Avez-vous toujours un regard attentif sur le FC Lorient ?
Oui, j’ai commencé ma carrière là-bas, j’y ai vécu de très bons moments. J’ai toujours en mémoire cette montée en Ligue 1 en 2006. Dès que je le peux, même avant que Sylvain n’arrive à Lorient, je suis les performances du FCL. L’entraîneur que j’ai connu était Christian Gourcuff et il y est resté un bon moment, puis Sylvain Ripoll que j’ai connu aussi, et Benjamin Genton avec qui j’ai joué. J’ai toujours suivi attentivement ce club.

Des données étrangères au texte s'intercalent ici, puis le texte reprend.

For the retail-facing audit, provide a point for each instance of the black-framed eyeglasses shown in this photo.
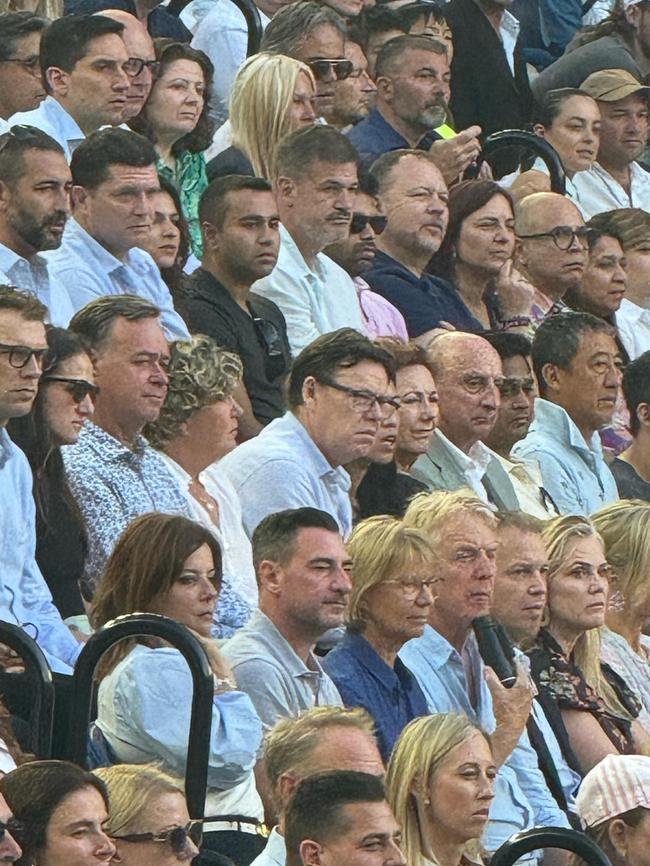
(77, 388)
(20, 356)
(563, 236)
(323, 68)
(175, 837)
(360, 220)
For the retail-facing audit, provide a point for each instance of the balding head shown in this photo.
(467, 371)
(139, 45)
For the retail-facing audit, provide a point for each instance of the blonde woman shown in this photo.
(590, 708)
(440, 788)
(148, 822)
(271, 97)
(624, 527)
(392, 595)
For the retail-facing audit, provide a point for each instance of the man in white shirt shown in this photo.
(115, 179)
(87, 71)
(315, 185)
(35, 186)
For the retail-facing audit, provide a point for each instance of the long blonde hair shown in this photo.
(260, 100)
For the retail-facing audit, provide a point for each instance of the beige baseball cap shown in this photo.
(609, 85)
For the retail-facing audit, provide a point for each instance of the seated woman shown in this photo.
(392, 594)
(592, 711)
(439, 785)
(62, 810)
(172, 566)
(197, 426)
(65, 400)
(175, 119)
(148, 822)
(624, 527)
(271, 97)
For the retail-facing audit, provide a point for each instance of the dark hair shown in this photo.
(15, 26)
(557, 340)
(390, 53)
(464, 199)
(509, 344)
(275, 537)
(167, 52)
(297, 152)
(316, 809)
(67, 40)
(94, 322)
(92, 160)
(331, 352)
(291, 24)
(213, 205)
(34, 791)
(636, 387)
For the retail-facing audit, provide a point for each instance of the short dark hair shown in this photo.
(67, 40)
(213, 205)
(298, 151)
(316, 809)
(92, 160)
(332, 352)
(95, 321)
(557, 340)
(274, 537)
(15, 26)
(636, 387)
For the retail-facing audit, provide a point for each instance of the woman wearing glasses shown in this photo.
(64, 402)
(392, 595)
(148, 822)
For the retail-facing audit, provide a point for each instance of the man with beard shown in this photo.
(35, 186)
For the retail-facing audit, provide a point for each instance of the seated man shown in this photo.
(21, 85)
(616, 179)
(341, 817)
(322, 739)
(113, 472)
(115, 180)
(86, 70)
(27, 601)
(577, 365)
(35, 186)
(315, 185)
(302, 573)
(337, 392)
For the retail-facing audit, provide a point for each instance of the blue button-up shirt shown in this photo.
(574, 473)
(391, 695)
(88, 271)
(25, 599)
(522, 799)
(282, 467)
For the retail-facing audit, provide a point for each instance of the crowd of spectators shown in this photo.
(337, 355)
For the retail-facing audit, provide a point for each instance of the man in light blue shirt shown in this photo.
(115, 179)
(337, 395)
(35, 184)
(25, 599)
(577, 364)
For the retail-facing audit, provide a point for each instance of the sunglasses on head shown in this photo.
(361, 220)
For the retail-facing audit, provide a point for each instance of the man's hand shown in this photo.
(454, 155)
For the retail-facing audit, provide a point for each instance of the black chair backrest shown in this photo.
(141, 625)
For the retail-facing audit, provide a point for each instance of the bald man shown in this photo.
(551, 251)
(139, 45)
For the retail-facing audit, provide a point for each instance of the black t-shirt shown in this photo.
(208, 308)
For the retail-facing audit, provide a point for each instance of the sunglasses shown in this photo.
(322, 69)
(361, 220)
(77, 388)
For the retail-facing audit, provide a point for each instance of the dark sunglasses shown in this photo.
(361, 220)
(341, 69)
(77, 388)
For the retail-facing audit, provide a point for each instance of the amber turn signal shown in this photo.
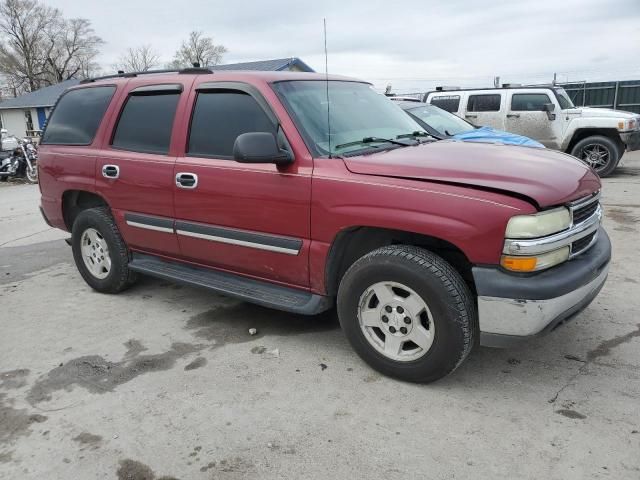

Quand Sylvain a rejoint le FCL en 2016, avez-vous joué un rôle dans sa venue ?
Non, c’est une décision que Sylvain a pris seul. On a plus échangé l’été dernier suite à la descente du club. On a parlé de son avenir. Il m’avait posé quelques questions. Mon rôle de grand frère et de joueur un peu plus expérimenté lui a permis de prendre sa décision.

La question vous la connaissez : c’est forcément particulier de jouer contre son frère…
Il n’y a même pas besoin de la poser. En revanche, c’est à chaque fois différent selon le contexte que ce soit sur le plan comptable, le moment de la saison…Il y a toujours quelque chose de différent. C’est un rendez-vous un peu inespéré cette année. J’étais en fin de contrat avec Montpellier et je ne savais pas où j’allais atterrir. Sylvain non plus d’ailleurs. Finalement, le hasard fait que nous nous retrouvons en Ligue 2. Ce sera une première à ce niveau de la compétition. En tout cas, ce sont des matches animés.

« Un bilan assez mitigé »

Quelle analyse faites-vous de la première partie de saison du Gazélec ?
C’est assez mitigé. On a été très irrégulier. On a manqué des tournants qui nous auraient permis de passer dans la première partie de tableau. On n’a pas su le faire et on a fini l’année civile de manière décevante. On a envie de faire mieux et d’essayer d’être plus réguliers par rapport à nos ambitions de début de saison.

La défaite en Coupe de France est-elle décevante aussi ?
Oui, énormément. On a malheureusement pas eu beaucoup de chance cette année avec des blessés et des suspendus. Face à Grenoble, on a aligné une équipe inédite avec beaucoup de jeunes qui effectuaient leur premier match avec les professionnels. On y tenait beaucoup à cette coupe car elle pouvait donner une plus-value à notre saison et elle aurait pu apporter une nouvelle dynamique. Le club nous avait fait savoir qu’elle comptait. C’est une grosse déception d’entrée de jeu.

L’objectif samedi est donc de rectifier le tir ?
On veut être régulier mais on s’attaque à du costaud pour commencer. Il faudra montrer un autre visage. Etre plus conquérants pour ramener quelque chose de Lorient. On voit plus sur la longueur que sur ce match en lui-même. Lorient n’a pas les mêmes ambitions que nous. On verra dans quelle forme ils seront et nous aussi pour essayer de rivaliser.

Que pouvons-nous vous souhaiter pour 2018 ?
Pour mon frère, je lui souhaite la montée. Pour nous, à l’instant T, on a besoin de toutes nos forces pour faire une bonne deuxième partie. Idéalement, accrocher la première partie de tableau. On a un petit groupe de joueurs expérimentés et on veut faire progresser les jeunes qui sont avec nous. Sinon, la santé et le travail, le reste suivra le plus naturellement possible.